Now, from Reuters, we see this story about Bitcoin (hat tip: Clark Gascoigne). There are strong reasons for suspecting that the collapse of Mt. Gox, once the world’s largest Bitcoin exchange, was a gigantic fraud. The money seems to have disappeared, and Delaware’s ferocious secrecy facilities seem all over it.

“Mt Gox’s tangled web of shell corporations turns the spotlight back to an issue U.S. law enforcement authorities have perennially raised with Congress. Several states, including Delaware, where Karpeles had at least two registered corporations, let foreigners register new corporations without ever setting foot in the United States, relying instead on agents to act as conduits for the companies’ owners.

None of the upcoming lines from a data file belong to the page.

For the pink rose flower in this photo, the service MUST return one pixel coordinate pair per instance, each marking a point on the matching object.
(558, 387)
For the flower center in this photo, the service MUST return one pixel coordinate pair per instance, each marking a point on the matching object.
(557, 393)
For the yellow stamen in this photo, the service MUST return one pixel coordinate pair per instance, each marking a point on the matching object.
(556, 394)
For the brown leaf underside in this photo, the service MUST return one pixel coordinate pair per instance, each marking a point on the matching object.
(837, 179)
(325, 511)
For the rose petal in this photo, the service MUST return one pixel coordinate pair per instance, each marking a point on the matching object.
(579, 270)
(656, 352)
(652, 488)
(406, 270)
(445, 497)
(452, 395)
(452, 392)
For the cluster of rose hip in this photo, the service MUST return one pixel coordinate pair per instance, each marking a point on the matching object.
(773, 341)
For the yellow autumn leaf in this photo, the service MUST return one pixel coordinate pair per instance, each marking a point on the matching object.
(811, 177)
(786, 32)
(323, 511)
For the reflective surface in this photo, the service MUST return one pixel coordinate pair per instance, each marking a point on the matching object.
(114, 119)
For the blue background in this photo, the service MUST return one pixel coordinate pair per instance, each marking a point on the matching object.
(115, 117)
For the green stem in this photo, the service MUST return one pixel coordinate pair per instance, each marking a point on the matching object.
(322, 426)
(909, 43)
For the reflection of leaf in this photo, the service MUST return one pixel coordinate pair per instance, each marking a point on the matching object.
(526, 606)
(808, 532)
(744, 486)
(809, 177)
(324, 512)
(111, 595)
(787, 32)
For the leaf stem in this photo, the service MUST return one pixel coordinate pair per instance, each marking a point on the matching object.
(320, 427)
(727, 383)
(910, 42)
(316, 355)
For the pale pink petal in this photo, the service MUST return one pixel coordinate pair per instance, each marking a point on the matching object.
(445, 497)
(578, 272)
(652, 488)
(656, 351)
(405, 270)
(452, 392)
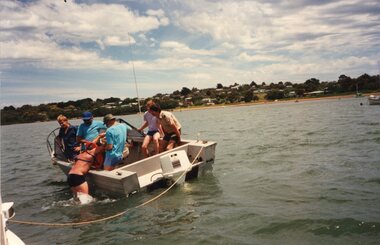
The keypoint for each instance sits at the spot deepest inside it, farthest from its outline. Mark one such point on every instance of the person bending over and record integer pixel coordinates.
(153, 134)
(116, 138)
(170, 126)
(83, 162)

The agents send along documents like lawsuits and other business communications addressed to the companies but keep no records themselves. They do not keep track of who the company’s true beneficial owner may be. When investigators want to find out more about these companies’ activities, the only information they can get from the agents is contact information for whatever overseas entity has been designated to receive correspondence about the company.

Such is the structure of Mutum Sigillum, a company Karpeles registered in Delaware. He used it to interact with a U.S. bank through Dwolla, an online payment network. Real money passed through Mutum Sigillum (which means “worthless little symbol” in Latin) but it left almost no paper trail in the United States.”

Some U.S. lawmakers are determined to crack down on this dirty business in Delaware, Nevada and other places. But there are a lot of powerful opponents, of course.